Posted by Lynne Butler
"I have two sisters who are the executors to my moms estate. If my mom is still alive can she make decisions about her investments that can override the executors if she feels her money is not being invested wisely?"
There is a surprisingly common misconception among people, but among executors in particular, that being named executor in a will gives them some immediate authority over an estate. This is completely incorrect. If your mother is still alive, your two sisters have absolutely zero say in how your mother handles any of her finances or property.
A will appoints someone to do a job after the testator (in this case, your mother) has passed away. It gives no legal authority to do anything whatsoever while the testator is still alive.
It seems to me that those two executors are just a little too eager to do things their way. I know if I were your Mom, I'd consider changing my executors simply because these two are more interested in getting their own way than doing what Mom wants. It seems to me that if you're arguing with your own executors, they just aren't the best choice.

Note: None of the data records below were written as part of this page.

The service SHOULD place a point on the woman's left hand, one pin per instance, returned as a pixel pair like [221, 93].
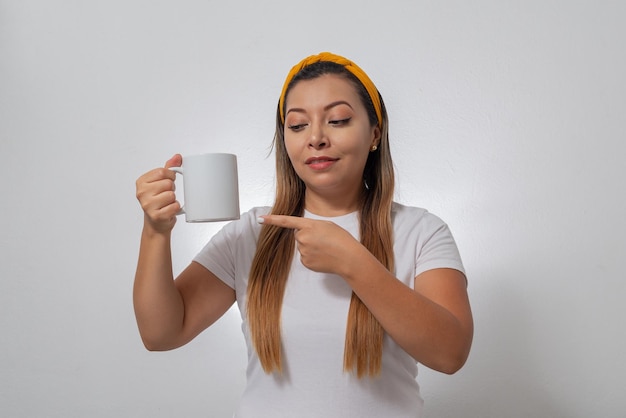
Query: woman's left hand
[324, 246]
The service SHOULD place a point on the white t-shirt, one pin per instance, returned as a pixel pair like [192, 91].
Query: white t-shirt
[313, 324]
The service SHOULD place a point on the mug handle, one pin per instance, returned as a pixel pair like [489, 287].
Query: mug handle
[179, 170]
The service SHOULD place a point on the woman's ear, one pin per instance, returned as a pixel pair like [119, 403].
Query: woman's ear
[376, 134]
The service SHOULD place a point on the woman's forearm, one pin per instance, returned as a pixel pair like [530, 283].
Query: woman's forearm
[159, 307]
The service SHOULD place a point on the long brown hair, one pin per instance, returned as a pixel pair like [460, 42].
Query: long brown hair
[276, 246]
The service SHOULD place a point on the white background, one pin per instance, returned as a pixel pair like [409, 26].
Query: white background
[507, 120]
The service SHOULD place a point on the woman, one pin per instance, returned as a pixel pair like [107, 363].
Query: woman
[341, 290]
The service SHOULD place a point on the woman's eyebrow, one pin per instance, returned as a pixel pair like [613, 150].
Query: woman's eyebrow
[326, 108]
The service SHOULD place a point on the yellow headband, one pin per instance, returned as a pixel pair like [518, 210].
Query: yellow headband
[348, 65]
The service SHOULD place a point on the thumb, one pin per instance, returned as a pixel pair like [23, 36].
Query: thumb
[175, 161]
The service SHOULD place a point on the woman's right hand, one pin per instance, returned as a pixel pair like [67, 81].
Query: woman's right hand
[157, 197]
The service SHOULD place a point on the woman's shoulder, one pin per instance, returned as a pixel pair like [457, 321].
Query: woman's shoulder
[412, 215]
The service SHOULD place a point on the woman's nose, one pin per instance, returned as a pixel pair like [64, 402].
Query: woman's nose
[318, 137]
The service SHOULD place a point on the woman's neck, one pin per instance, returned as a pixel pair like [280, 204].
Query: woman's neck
[331, 206]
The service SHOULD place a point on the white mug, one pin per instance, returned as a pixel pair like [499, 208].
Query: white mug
[211, 187]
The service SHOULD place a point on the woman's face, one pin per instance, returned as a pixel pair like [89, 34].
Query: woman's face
[328, 136]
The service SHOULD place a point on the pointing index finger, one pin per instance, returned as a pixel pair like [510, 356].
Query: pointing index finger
[283, 221]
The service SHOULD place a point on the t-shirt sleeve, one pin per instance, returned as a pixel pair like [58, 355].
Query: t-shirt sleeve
[229, 253]
[437, 247]
[218, 255]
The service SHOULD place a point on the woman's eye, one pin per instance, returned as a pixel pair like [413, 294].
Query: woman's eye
[339, 121]
[297, 127]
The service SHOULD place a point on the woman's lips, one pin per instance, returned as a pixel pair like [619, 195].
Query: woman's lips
[320, 163]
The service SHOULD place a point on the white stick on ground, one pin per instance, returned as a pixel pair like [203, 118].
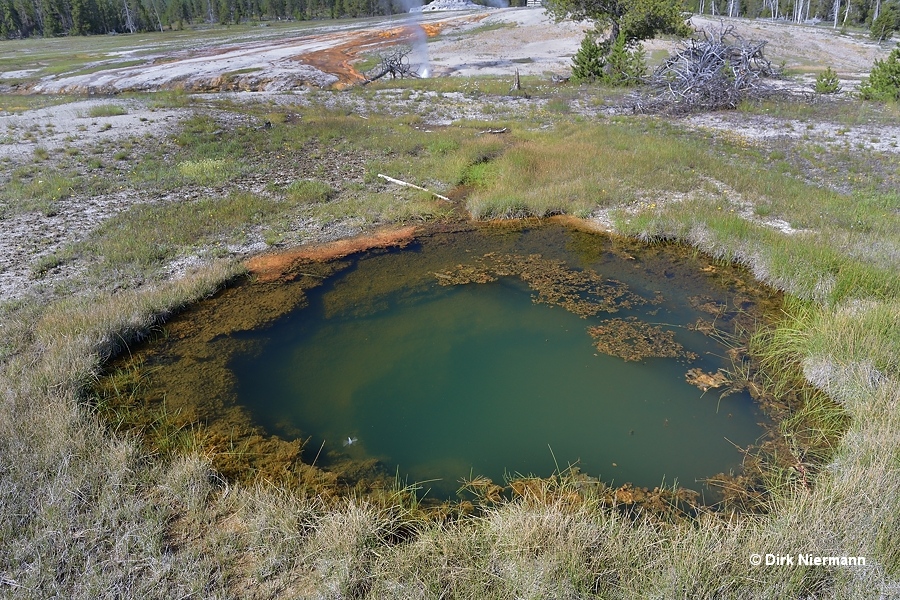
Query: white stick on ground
[405, 184]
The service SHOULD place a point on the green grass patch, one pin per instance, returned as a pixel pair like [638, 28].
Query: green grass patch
[305, 191]
[105, 110]
[209, 171]
[147, 235]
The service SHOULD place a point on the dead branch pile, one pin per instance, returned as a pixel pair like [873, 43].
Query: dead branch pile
[396, 64]
[717, 72]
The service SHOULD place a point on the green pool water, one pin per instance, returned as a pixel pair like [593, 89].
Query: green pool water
[440, 383]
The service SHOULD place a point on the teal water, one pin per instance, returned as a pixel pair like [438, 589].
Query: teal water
[443, 383]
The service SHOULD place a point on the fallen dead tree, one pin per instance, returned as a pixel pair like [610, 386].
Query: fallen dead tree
[396, 64]
[718, 72]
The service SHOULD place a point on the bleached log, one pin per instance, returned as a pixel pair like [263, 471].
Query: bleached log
[412, 185]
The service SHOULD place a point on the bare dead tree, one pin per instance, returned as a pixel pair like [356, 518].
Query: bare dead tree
[396, 64]
[717, 72]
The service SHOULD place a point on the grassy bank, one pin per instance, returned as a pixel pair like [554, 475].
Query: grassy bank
[89, 512]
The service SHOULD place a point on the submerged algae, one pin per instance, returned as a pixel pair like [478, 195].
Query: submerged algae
[192, 371]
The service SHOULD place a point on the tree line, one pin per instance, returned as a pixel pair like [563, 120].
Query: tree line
[49, 18]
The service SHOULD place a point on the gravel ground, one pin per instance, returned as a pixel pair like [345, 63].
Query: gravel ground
[470, 43]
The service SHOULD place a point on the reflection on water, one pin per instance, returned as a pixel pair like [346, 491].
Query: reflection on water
[443, 365]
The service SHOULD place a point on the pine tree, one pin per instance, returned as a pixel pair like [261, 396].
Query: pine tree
[589, 61]
[884, 81]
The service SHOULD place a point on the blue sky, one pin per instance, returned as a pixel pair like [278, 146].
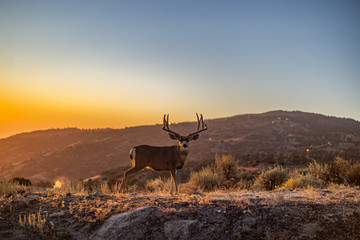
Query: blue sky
[139, 59]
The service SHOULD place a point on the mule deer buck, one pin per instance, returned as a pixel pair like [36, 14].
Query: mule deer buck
[169, 158]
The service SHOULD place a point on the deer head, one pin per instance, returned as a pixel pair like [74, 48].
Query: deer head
[184, 140]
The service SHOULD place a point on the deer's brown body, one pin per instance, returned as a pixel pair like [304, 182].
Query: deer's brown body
[169, 158]
[146, 156]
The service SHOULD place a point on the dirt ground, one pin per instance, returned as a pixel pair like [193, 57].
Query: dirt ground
[306, 214]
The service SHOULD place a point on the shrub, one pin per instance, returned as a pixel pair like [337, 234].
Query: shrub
[336, 171]
[353, 174]
[11, 188]
[34, 221]
[74, 187]
[271, 179]
[206, 178]
[159, 185]
[227, 167]
[21, 181]
[303, 182]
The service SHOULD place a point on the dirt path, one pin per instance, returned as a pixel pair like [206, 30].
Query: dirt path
[307, 214]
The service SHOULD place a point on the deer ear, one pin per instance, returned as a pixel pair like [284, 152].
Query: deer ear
[172, 136]
[195, 137]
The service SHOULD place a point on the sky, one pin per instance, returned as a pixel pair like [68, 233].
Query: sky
[99, 64]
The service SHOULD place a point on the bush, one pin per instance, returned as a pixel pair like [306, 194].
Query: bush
[11, 188]
[271, 179]
[353, 174]
[227, 167]
[159, 185]
[206, 178]
[21, 181]
[303, 182]
[337, 171]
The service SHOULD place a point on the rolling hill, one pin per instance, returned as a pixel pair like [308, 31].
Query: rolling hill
[258, 140]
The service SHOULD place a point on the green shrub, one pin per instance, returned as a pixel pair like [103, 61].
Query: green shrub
[206, 178]
[271, 179]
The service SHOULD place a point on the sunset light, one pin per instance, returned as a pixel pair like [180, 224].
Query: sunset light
[191, 119]
[118, 64]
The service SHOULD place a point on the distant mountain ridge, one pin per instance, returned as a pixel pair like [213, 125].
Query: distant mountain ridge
[289, 138]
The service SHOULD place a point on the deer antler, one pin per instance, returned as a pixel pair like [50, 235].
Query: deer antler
[166, 126]
[200, 122]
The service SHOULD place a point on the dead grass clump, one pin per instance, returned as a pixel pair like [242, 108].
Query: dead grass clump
[206, 178]
[271, 179]
[158, 185]
[303, 182]
[34, 221]
[10, 188]
[339, 171]
[227, 167]
[354, 174]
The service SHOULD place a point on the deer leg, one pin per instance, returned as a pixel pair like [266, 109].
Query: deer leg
[174, 180]
[127, 174]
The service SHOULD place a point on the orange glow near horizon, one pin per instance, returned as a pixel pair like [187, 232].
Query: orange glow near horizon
[24, 113]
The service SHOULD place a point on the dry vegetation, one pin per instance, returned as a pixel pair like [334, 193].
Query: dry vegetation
[322, 203]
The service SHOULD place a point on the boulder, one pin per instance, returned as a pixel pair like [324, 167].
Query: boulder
[129, 225]
[182, 229]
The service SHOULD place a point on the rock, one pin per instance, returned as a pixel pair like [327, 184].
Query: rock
[128, 225]
[182, 229]
[57, 214]
[309, 230]
[32, 198]
[97, 194]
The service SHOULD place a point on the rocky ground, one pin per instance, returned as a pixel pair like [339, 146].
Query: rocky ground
[306, 214]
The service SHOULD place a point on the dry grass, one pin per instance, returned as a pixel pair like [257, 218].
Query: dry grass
[34, 221]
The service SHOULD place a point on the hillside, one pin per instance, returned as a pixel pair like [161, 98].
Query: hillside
[258, 140]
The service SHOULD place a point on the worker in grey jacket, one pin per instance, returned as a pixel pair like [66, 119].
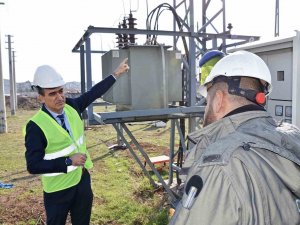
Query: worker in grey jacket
[244, 168]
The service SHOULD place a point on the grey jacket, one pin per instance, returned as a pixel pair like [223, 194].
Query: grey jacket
[250, 168]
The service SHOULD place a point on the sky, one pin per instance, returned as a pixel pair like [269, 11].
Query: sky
[45, 31]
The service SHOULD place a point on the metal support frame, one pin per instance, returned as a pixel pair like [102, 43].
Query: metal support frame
[189, 73]
[119, 120]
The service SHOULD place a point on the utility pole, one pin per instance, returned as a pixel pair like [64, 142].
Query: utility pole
[3, 121]
[14, 76]
[11, 79]
[276, 34]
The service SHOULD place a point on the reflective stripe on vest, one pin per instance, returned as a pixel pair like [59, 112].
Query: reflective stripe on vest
[60, 144]
[65, 151]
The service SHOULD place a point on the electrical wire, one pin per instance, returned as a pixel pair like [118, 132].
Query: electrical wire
[155, 13]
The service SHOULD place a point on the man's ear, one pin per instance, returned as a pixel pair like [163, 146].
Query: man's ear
[41, 99]
[218, 101]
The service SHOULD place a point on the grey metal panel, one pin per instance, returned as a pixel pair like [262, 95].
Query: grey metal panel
[280, 60]
[285, 110]
[153, 81]
[120, 92]
[173, 61]
[146, 78]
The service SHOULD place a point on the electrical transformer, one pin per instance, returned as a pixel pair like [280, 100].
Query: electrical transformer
[283, 59]
[153, 81]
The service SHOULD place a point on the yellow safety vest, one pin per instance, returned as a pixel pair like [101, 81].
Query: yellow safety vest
[60, 144]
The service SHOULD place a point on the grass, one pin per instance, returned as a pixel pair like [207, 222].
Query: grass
[122, 193]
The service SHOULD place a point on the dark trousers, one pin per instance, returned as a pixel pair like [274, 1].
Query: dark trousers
[77, 200]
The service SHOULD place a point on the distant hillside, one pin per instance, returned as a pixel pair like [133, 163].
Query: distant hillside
[25, 87]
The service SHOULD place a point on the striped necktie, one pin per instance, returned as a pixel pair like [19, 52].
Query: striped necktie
[62, 120]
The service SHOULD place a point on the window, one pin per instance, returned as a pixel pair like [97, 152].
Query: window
[280, 75]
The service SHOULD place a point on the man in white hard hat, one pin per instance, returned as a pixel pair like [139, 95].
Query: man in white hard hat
[56, 147]
[245, 167]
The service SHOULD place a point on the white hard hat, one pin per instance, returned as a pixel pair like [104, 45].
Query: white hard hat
[46, 77]
[241, 64]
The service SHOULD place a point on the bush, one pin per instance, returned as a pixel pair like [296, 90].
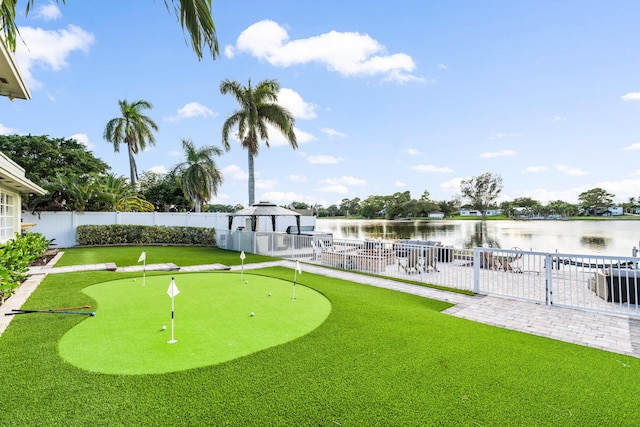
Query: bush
[118, 234]
[15, 256]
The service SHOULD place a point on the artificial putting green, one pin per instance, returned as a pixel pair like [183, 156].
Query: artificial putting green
[213, 322]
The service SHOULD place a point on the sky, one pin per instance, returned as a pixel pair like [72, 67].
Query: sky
[410, 95]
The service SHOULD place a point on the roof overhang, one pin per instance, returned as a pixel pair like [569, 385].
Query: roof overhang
[11, 83]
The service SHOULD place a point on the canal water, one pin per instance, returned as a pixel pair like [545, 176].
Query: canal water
[608, 237]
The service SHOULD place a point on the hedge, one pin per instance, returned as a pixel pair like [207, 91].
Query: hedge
[118, 234]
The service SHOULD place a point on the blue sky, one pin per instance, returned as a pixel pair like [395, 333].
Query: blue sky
[394, 96]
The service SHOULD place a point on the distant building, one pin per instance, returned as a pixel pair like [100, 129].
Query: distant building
[475, 212]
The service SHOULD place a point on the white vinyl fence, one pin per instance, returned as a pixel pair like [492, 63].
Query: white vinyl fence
[61, 226]
[601, 283]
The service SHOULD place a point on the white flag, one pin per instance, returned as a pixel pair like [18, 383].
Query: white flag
[173, 289]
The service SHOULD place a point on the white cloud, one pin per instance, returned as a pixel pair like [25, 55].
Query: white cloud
[293, 102]
[503, 153]
[571, 170]
[83, 139]
[501, 135]
[4, 130]
[334, 188]
[323, 159]
[49, 49]
[431, 169]
[631, 96]
[452, 185]
[48, 12]
[266, 184]
[536, 169]
[159, 169]
[297, 178]
[234, 172]
[280, 196]
[190, 110]
[344, 180]
[349, 54]
[333, 133]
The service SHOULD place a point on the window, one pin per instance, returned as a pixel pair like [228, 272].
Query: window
[6, 217]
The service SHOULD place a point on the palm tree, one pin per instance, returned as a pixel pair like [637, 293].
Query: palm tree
[133, 129]
[195, 17]
[258, 108]
[198, 175]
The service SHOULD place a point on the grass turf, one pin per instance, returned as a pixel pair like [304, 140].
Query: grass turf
[380, 358]
[214, 322]
[179, 255]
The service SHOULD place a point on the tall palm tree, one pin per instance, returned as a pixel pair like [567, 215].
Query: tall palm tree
[198, 175]
[258, 108]
[133, 129]
[195, 17]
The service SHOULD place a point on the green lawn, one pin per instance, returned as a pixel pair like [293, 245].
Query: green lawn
[381, 358]
[179, 255]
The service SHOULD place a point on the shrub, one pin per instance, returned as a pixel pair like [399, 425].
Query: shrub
[119, 234]
[15, 256]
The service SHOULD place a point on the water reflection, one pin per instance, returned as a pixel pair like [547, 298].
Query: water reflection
[579, 237]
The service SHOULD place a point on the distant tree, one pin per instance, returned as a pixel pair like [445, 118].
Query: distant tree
[195, 16]
[595, 198]
[96, 193]
[223, 208]
[258, 108]
[199, 175]
[350, 207]
[164, 191]
[43, 157]
[482, 191]
[133, 129]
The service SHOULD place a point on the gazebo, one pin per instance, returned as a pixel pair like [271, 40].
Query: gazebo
[264, 209]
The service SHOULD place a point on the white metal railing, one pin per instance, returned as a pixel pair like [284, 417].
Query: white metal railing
[602, 283]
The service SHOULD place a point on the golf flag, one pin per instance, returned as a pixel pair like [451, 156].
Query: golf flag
[295, 274]
[172, 292]
[173, 289]
[242, 257]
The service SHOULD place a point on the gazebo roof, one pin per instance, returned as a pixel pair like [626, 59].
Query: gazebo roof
[264, 209]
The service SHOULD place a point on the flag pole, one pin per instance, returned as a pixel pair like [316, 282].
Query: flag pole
[242, 257]
[295, 277]
[172, 291]
[143, 258]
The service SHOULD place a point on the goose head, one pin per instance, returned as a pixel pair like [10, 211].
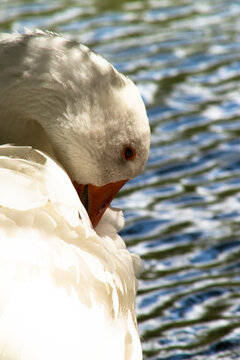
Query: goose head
[54, 91]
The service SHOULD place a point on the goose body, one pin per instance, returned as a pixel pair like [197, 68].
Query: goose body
[67, 290]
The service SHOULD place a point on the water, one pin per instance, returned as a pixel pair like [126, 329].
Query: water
[183, 213]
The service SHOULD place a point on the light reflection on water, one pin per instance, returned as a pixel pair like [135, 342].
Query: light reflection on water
[183, 213]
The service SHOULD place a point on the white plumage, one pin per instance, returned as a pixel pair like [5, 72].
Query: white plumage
[67, 291]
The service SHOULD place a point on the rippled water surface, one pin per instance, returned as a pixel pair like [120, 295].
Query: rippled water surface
[183, 213]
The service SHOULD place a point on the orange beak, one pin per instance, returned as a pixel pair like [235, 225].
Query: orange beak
[96, 199]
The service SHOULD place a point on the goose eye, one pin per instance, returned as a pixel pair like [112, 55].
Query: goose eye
[128, 153]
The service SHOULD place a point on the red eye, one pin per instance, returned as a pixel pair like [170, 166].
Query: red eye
[128, 153]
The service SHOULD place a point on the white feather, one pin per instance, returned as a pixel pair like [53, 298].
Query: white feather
[66, 292]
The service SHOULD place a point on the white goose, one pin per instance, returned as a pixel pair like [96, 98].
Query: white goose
[67, 291]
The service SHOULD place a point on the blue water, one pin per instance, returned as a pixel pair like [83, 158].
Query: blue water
[183, 213]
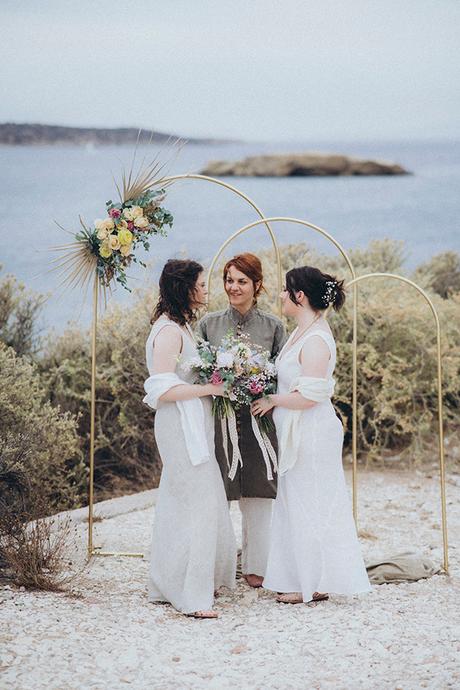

I realize that sometimes parents need a bit of advice and sometimes a nudge in the right direction to do some planning around tax or investments. Some people can be really stubborn about things like keeping cash in the mattress. It's fair for any of the kids who believe they have identified an issue to raise it in a helpful way. However in this case it appears that your sisters are already making decisions against what your mother wants to do. They are treating your mother as if she is incompetent (it always drives me nuts when kids treat their aging parents this way), and rationalizing that behaviour by saying they are entitled because they are executors.
If your mother needs some help with her finances while she is alive, she should have an Enduring Power of Attorney prepared, naming someone to that job specifically. Until she does that, she is the only one with any authority to decide how her money is invested.